Introduction to Attention Maps#
An attention map is a visualization or representation that highlights how much importance or “attention” a model gives to different parts of its input data when making predictions. These maps are visual aids that highlight the importance or relevance of different parts of the input data, such as text tokens or image patches.
An attention map is a matrix or grid where each element represents the attention score, which are calculated as the dot product of queries and keys within the model. These scores define the scope of the attention mechanism and typically range between 0 and 1, indicating how much influence or relevance one part of the input has when processing another part or when making a prediction. The idea is to allow the model to selectively focus on different parts of the input, rather than treating all parts equally, thereby improving the model’s performance on tasks where some parts of the input are more important than others.
Attention maps can be visualized as heatmaps where different regions are colored to represent the varying levels of attention (or importance) assigned by the model. Areas with higher attention scores are typically shown in brighter or warmer colors, while areas with lower attention scores are shown in darker or cooler colors. In this way, attention maps provide an interpretable layer that reveals which parts of the input data are being given more weight by the model during prediction.

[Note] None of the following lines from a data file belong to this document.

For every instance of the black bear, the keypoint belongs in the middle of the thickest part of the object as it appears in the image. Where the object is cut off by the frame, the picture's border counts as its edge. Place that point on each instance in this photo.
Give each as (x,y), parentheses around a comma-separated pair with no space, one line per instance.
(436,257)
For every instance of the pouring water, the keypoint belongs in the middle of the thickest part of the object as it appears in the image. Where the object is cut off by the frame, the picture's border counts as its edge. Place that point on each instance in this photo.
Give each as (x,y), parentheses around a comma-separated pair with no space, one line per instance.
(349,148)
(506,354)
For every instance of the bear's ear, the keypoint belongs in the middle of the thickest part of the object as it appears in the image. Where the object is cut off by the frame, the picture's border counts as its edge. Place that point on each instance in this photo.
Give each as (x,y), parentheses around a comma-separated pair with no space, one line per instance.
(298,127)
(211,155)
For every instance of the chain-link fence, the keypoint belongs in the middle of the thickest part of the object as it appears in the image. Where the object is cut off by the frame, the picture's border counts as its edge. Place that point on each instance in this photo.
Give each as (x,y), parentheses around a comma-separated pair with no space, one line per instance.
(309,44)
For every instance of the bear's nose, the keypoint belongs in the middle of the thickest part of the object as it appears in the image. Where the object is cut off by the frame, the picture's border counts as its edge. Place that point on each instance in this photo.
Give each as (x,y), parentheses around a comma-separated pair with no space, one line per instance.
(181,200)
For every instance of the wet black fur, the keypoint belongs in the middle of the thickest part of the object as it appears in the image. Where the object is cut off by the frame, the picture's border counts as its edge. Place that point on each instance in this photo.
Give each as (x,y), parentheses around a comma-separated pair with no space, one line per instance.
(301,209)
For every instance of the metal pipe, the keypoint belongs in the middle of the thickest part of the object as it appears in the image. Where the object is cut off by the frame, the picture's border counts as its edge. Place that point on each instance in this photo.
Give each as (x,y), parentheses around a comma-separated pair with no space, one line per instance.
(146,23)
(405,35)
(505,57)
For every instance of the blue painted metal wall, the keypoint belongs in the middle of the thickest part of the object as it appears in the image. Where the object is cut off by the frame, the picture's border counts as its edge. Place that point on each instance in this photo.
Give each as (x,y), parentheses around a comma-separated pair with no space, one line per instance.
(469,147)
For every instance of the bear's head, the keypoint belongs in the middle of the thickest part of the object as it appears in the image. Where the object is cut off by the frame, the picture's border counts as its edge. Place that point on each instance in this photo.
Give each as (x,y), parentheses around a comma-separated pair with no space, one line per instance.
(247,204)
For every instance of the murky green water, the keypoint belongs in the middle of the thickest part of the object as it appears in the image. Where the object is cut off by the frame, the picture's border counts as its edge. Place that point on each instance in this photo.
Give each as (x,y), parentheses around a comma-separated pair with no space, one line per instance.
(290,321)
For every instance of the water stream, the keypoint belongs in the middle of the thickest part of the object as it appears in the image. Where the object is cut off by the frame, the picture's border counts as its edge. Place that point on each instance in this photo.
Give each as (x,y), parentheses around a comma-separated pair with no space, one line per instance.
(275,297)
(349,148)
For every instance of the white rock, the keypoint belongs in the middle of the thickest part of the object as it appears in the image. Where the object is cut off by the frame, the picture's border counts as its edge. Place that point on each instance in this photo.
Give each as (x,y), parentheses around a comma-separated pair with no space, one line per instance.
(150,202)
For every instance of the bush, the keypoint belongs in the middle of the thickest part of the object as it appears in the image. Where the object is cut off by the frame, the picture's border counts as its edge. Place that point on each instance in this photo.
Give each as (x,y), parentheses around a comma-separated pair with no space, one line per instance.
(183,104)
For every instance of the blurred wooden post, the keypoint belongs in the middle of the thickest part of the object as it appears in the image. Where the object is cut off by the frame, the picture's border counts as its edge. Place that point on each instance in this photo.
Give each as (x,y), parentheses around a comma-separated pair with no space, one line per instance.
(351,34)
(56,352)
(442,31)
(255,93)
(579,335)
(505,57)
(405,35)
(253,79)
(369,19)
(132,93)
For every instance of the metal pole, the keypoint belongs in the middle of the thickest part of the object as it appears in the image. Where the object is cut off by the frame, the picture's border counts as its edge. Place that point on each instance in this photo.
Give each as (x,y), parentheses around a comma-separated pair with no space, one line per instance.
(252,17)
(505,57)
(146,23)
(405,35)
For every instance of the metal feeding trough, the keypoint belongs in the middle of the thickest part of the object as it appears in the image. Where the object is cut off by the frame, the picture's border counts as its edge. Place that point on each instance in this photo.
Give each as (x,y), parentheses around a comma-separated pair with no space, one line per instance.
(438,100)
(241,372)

Attention maps are used for explainability in Natural Language Processing as well as Computer Vision. For text-related tasks, attention maps show how much focus is placed on each word or token in a sentence relative to others. This helps in understanding relationships between words and interpreting the model’s decisions. In image-related tasks, attention maps can highlight which parts of an image the model is focusing on. For example, in image classification, an attention map might show which regions of an image are most relevant for classifying an object.
Attention maps for text and images serve similar purposes but differ in how they are generated and interpreted due to the inherent differences between these two types of data.
Attention Maps for Text#
Text is represented as sequential and discrete data and converted into embedded tokens (word, subword, or character). The attention mechanisms focuses on the relationships between these tokens. Attention maps for Text Transformers are usually generated through a self-attention or cross-attention mechanism. The map is a matrix, where each element represents the attention weight between two tokens in the one sequence or in relation to another sequence.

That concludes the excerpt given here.